The type of struct that gets created by the join operation is automatically inferred by what node the output of the join operation is connected to.
Note
A keyed join can be used to produce more than static structs. The values can also be gathered into a map, such as
HashMap,BTreeMap, or JSON where the key name of the connection will be used as the buffer value’s key in the map.
Each key can only be used once per join operation. If a buffer is used in multiple join operations, it can have a different key for each join.

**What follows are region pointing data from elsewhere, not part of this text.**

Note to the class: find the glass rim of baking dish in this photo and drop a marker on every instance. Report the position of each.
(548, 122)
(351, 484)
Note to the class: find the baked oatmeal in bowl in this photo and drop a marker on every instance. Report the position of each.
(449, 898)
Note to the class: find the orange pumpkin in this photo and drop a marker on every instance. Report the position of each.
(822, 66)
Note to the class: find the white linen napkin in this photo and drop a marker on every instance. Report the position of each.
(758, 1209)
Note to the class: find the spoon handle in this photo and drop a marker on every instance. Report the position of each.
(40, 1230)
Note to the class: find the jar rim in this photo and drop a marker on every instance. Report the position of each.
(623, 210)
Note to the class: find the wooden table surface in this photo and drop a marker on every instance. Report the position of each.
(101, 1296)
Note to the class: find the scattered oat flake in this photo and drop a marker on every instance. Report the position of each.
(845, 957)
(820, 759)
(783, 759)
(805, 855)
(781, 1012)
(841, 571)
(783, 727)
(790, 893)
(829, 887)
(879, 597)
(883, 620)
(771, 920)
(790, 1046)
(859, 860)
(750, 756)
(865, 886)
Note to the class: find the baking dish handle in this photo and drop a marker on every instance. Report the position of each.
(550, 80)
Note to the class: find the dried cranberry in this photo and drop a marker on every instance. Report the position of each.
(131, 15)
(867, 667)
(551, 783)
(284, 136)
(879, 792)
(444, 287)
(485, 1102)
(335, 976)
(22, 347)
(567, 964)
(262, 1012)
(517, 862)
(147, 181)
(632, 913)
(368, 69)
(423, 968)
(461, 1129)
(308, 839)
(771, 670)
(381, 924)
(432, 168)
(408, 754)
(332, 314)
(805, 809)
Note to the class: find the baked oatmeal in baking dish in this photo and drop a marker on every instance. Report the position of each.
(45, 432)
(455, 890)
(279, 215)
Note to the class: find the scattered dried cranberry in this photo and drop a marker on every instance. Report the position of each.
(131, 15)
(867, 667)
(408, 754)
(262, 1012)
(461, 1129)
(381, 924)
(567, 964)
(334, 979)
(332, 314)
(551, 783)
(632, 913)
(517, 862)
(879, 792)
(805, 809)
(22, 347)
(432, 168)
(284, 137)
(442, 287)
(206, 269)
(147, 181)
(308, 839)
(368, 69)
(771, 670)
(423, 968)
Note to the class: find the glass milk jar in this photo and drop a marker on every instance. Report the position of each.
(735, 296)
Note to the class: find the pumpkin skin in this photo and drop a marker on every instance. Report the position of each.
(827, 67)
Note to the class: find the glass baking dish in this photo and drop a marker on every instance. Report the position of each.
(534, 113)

No matter what struct you intend to create through the join, the workflow builder
will ensure that every necessary field has a corresponding buffer connected with
a matching key name and matching data type. When building workflows with the native
Rust API, any mismatch will produce a compilation error. When building a workflow
from a JSON diagram, you will get an IncompatibleLayout error.
Join into sequence
While the keyed join is generally the recommended way to do a join (explicit key
names have more semantic value), it is also possible to join into a sequence,
such as an array, Vec, tuple, or JSON.
For each connected buffer, specify a sequencing index that will determine where
in the sequence that element belongs.
When joining into an array or Vec, all the buffer values must have the same
data type. Joining into a tuple allows their data types to be mixed. Joining
into JSON requires the data to be serialized. Similar to error handling for the
keyed join, any incompatibility will produce a compilation error for the native
Rust API and an IncompatibleLayout error when building
from a JSON diagram.
Fetch by clone
When the conditions are met for a join operation to activate (at least one message is present in every connected buffer), the join operation will construct its output message by “fetching” the oldest message from each of its connected buffers. By default, “fetching” means to “pull” the message, removing it from the buffer and moving it into the output message.

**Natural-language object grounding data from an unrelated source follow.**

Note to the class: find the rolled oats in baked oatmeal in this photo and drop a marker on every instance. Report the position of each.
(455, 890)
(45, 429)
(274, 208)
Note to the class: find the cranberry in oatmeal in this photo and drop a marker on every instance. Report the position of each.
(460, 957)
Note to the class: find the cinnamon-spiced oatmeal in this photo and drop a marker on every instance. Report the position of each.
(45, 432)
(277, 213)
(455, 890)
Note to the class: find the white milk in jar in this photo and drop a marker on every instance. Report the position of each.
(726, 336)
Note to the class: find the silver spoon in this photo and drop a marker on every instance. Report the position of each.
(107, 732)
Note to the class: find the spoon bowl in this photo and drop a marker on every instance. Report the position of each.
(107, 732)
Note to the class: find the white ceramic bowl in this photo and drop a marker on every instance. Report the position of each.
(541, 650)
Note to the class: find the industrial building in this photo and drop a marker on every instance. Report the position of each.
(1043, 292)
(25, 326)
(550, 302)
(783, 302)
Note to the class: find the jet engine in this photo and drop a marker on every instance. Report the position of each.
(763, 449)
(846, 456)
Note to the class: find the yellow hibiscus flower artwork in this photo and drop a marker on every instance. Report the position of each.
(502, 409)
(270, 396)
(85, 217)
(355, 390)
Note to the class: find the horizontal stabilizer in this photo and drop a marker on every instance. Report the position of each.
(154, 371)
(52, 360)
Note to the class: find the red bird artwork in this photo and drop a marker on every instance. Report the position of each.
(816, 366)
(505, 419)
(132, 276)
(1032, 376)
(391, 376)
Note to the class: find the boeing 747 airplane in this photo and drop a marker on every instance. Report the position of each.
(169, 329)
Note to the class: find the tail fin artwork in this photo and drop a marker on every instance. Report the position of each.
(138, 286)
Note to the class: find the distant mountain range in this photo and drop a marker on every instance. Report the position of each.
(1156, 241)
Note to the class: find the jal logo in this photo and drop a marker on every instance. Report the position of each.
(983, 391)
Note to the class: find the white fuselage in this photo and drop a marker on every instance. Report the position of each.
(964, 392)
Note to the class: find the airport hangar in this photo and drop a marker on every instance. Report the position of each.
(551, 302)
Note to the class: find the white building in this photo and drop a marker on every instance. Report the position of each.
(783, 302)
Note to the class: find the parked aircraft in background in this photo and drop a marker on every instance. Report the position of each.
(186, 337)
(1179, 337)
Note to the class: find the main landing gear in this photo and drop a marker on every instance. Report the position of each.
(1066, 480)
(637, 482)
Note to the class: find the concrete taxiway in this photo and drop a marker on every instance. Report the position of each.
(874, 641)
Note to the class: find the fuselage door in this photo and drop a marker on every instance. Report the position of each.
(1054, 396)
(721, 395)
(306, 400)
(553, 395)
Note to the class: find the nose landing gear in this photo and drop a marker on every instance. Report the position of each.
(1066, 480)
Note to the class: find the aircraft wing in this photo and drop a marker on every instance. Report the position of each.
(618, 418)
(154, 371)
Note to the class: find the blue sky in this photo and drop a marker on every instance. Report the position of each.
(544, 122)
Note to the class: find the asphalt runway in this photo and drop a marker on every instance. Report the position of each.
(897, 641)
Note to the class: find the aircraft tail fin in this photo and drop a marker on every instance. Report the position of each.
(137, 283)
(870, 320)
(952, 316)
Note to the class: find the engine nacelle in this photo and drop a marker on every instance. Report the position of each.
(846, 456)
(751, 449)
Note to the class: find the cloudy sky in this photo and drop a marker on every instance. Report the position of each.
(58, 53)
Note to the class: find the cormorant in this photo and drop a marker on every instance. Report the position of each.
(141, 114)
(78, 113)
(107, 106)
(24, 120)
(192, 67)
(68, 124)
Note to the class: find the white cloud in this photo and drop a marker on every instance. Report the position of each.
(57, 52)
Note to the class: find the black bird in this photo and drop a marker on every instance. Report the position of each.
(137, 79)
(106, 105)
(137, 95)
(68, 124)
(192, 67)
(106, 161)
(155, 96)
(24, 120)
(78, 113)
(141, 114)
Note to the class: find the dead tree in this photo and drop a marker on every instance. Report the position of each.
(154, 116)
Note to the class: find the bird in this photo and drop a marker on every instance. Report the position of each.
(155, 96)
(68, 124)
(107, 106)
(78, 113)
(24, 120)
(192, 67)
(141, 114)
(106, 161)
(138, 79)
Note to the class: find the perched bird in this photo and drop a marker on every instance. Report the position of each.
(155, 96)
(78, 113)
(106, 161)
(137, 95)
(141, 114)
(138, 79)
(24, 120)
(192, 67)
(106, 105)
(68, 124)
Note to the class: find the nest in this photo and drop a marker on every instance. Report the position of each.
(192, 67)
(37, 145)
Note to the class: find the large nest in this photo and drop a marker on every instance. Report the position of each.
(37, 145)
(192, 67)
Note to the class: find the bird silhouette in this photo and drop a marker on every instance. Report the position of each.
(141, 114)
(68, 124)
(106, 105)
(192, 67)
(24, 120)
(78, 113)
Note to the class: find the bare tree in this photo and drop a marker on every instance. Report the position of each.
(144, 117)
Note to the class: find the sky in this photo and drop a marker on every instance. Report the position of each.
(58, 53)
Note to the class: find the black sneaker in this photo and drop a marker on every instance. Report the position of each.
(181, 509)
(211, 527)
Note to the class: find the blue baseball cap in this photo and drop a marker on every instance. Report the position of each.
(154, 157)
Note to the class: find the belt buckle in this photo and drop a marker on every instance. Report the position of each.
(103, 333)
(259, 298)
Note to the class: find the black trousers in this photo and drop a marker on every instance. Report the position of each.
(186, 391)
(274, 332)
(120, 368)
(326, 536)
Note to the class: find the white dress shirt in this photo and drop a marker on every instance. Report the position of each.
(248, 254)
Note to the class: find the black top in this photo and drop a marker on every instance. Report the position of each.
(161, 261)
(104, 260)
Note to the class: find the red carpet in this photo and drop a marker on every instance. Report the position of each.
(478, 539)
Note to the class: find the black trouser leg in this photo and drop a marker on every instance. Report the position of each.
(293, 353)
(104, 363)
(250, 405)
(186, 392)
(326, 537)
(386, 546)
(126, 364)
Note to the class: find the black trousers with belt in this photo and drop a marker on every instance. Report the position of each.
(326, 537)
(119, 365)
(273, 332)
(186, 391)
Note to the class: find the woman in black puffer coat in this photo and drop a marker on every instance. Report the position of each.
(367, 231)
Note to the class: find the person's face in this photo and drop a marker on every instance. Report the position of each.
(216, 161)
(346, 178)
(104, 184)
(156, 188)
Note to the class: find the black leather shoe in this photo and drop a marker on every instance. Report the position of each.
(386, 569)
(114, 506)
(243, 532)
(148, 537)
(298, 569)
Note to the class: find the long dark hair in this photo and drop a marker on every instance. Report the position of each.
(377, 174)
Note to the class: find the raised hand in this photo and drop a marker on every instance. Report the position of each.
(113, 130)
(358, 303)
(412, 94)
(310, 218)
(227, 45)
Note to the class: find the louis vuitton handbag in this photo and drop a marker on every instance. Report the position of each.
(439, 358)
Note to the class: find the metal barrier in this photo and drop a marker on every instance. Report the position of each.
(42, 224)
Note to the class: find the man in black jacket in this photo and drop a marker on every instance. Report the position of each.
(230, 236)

Sometimes there may be a reason to clone the message out of the buffer instead of pulling it. For example if the buffer represents a checkpoint in your process that doesn’t need to be repeated, you can clone from the buffer to retain the checkpoint.

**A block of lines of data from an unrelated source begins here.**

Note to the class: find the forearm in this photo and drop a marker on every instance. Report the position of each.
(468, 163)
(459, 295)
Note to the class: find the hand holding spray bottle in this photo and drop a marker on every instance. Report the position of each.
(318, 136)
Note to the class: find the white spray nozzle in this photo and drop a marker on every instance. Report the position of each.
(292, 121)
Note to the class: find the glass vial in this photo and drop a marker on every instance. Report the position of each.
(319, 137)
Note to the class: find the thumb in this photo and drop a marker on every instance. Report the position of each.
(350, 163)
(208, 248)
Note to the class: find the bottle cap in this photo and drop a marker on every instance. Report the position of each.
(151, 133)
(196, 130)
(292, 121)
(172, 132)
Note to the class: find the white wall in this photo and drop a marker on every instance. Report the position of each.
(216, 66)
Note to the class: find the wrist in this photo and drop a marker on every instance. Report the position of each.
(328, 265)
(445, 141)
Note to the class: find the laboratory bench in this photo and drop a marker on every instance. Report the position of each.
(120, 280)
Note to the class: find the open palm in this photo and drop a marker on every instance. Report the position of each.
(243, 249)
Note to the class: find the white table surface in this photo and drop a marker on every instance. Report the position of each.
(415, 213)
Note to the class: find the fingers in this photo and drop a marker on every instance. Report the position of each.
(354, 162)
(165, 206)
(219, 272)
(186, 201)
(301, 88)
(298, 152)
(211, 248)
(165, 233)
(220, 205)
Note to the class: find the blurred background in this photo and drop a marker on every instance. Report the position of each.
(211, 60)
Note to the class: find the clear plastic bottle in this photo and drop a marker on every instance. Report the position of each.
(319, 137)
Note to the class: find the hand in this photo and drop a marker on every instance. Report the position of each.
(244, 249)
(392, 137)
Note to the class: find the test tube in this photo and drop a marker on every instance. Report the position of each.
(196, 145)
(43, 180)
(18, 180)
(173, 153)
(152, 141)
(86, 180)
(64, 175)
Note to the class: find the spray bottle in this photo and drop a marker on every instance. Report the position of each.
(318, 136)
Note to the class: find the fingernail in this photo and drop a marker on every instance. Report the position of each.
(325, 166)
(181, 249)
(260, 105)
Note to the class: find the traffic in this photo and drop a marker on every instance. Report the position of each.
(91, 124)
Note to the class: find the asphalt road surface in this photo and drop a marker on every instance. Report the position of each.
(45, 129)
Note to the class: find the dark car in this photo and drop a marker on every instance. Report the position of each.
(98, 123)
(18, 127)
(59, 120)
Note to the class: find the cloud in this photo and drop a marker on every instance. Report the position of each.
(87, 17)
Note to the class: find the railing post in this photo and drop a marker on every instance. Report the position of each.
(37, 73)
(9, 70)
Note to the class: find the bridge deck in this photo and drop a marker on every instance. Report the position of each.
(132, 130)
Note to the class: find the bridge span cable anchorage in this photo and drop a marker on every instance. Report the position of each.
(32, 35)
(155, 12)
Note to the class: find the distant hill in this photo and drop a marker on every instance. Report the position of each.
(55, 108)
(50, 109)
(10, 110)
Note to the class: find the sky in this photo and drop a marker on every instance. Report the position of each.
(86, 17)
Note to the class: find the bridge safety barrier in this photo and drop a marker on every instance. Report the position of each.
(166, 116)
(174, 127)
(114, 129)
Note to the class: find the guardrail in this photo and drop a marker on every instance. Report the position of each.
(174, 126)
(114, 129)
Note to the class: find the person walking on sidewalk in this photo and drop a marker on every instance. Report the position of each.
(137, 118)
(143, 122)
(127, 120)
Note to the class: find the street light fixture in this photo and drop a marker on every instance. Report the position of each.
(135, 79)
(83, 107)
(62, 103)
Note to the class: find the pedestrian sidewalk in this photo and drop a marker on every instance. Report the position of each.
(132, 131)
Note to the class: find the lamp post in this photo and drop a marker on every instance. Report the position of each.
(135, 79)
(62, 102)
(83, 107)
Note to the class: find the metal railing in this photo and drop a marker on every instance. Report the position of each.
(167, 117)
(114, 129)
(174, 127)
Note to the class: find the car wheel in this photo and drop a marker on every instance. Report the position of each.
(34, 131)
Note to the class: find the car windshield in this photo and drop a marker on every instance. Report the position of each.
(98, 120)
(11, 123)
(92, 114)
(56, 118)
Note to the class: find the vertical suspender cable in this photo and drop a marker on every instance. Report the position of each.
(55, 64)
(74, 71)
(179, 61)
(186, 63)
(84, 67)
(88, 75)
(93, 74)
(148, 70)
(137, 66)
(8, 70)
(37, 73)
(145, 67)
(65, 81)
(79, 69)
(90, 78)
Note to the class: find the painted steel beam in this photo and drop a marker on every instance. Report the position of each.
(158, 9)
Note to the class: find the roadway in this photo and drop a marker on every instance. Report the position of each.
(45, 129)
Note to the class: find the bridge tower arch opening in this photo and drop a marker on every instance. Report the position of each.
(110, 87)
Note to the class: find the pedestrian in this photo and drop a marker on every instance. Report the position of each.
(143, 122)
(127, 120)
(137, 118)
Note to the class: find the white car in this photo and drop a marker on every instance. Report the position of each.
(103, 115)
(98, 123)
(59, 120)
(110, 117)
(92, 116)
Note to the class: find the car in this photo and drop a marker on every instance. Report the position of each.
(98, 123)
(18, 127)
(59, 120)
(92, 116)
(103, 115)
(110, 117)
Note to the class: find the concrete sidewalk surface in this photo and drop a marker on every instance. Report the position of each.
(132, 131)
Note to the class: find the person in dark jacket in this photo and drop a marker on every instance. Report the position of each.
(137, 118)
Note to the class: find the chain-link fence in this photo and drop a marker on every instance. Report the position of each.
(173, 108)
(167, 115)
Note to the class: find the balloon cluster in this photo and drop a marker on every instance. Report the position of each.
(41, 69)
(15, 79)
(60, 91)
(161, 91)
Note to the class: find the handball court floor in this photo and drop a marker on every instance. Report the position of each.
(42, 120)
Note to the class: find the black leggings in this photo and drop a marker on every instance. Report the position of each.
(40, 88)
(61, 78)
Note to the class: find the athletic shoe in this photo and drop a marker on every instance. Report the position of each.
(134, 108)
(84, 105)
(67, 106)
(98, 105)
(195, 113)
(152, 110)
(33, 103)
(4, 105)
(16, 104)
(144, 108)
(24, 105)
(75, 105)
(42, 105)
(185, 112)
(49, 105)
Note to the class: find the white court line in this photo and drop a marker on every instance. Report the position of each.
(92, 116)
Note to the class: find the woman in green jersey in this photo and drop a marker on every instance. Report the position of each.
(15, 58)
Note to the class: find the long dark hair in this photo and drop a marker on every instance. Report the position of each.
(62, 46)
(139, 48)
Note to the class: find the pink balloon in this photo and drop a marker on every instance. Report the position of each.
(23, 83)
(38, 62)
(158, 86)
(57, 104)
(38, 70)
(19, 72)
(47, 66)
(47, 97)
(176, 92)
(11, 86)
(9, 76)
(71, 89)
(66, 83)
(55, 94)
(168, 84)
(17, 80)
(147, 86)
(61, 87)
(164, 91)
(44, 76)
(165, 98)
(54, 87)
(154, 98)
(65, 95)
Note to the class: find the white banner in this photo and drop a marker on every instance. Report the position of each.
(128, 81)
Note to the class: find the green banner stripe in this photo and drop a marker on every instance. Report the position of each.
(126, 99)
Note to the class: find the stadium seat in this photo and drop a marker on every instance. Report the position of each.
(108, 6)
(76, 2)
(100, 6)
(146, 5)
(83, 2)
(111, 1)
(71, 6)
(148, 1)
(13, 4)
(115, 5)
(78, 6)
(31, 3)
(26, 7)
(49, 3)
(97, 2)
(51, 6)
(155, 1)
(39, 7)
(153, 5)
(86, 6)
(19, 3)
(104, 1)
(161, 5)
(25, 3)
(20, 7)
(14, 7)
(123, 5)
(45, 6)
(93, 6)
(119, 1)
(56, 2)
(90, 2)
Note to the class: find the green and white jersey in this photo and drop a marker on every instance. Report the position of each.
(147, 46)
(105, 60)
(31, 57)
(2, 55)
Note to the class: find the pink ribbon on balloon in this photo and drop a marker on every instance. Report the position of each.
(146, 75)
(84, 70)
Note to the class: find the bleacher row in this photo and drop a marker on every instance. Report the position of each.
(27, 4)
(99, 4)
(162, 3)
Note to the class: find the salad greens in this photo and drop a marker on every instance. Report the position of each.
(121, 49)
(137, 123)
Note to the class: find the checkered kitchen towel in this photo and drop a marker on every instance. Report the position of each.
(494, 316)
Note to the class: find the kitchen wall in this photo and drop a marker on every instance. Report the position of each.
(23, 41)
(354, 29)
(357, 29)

Suppose we want to make many apple pies with the same oven.
We can’t bake any pies until the oven is preheated, but once the oven has reached the right temperature, we do not need preheat it again. We can have our ingredient preparation branch repeatedly prepare the pie pans for baking, and all of those pans will be put in the oven as soon as the oven has finished preheating once. Any new pans that are prepared after the preheating is finished can go into the oven right away.
To express this behavior, we use fetch-by-clone for the buffer that tracks whether the oven is preheated, while we do the regular fetch-by-pull for the prepared pan. The “finished preheating” buffer will be able to retain its knowledge that the preheating has finished, while the prepared pan buffer will have its pans consumed (moved into the oven) each time that it can happen.